The Democratic lawmaker, who works as an emergency-room physician in Tucson, says that Republican leaders at the Capitol "would rather people die than discuss balancing the budget in a comprehensive way."

State Sen. Frank Antenori, a Republican who represents Tucson's eastside and Green Valley, called the transplant situation a "tragedy."

Antenori said that Republican lawmakers may be willing to restore the funding for transplants if the decision to cut that money was based on flawed data on survival rates from AHCCCS officials.

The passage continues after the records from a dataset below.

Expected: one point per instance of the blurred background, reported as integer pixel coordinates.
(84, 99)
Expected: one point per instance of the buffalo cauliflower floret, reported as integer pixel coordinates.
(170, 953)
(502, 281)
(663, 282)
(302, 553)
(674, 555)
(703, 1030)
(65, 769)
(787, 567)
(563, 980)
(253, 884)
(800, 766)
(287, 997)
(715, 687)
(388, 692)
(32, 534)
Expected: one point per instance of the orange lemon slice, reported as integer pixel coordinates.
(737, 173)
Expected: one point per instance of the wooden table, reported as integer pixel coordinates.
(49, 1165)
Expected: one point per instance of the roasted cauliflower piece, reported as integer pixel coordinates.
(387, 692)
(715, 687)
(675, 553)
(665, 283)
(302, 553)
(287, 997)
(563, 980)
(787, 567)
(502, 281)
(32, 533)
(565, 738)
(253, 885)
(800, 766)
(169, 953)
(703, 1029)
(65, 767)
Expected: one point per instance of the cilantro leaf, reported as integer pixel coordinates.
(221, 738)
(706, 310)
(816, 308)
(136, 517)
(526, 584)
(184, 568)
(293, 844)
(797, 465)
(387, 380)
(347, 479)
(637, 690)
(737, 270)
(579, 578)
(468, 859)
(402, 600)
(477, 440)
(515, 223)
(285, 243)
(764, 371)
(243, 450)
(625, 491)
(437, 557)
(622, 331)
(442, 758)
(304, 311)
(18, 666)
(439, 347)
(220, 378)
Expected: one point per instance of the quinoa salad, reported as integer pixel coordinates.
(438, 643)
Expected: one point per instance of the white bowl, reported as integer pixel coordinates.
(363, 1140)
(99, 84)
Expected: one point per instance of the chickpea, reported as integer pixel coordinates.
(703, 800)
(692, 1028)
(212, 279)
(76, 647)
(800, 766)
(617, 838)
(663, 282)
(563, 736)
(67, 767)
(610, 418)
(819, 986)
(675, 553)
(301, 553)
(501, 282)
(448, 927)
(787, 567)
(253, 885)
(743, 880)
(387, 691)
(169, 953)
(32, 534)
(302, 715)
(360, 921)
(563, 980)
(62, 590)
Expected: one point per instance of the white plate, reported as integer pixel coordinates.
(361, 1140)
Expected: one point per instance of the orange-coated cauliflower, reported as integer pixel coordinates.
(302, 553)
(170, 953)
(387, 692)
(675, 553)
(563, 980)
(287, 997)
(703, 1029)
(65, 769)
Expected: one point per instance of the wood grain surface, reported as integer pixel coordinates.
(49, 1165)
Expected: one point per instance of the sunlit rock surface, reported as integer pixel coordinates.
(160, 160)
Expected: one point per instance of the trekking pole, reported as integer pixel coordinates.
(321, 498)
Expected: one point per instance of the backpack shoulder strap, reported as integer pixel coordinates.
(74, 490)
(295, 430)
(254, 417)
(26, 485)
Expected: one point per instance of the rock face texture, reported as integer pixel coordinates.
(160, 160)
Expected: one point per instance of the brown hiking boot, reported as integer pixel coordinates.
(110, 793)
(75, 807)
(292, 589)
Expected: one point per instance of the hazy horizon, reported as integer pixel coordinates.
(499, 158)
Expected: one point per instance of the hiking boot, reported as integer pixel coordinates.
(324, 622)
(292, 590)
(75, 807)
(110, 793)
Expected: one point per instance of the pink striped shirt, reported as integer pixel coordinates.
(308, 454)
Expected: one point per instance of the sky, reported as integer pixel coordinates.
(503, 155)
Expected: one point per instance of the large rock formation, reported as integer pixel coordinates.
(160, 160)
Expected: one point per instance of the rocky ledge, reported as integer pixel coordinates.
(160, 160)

But he says any action will have to wait until lawmakers return to work in January, because there are no plans for a special session before then.

But Antenori, who voted in favor of the cuts, said the underlying problem was that government was involved in the health-care industry, period.

"This is exactly why you don't want government in the health-care business," Antenori says. "If we had made health insurance really affordable and expanded competition so that it would come in line with the costs of car insurance, a lot of this wouldn't happen, because (patients) wouldn't have to go to some faceless, heartless, cold-blooded government bureaucrat to find out whether or not they can get a heart transplant. That's the real story that nobody wants to talk about. I honestly believe that this is cruel, and this is exactly what you get when you let the government make these decisions."

Antenori's comments were echoed by Tom Jenney, the Arizona director of Americans for Prosperity, who sent out a press release this week urging Arizona lawmakers to completely opt out of Medicaid for low-income Arizonans.

"The Medicaid opt-out would singlehandedly balance Arizona's state budget, make room for large pro-growth tax cuts, and strike a blow against the ObamaCare health-care takeover," Jenney wrote in his release.

But state Rep. Steve Farley, a Democrat who represents midtown Tucson, says that private insurance companies that don't have government mandates have no financial incentive to insure high-cost patients. He criticized Antenori for voting for the transplant-funding cuts.

"It's unfortunate that far-right-wing corporatist talking points are all we can get from somebody, instead of taking responsibility for a vote that he made to eliminate life-saving benefits from people who depend on them in Arizona."

For Flor Felix, the complicated politics are reduced to a hard truth.

"Day by day, I ask, 'How can this happen?'" she says. "Basically, if you have money, you can live. If you don't have money, you're gonna die."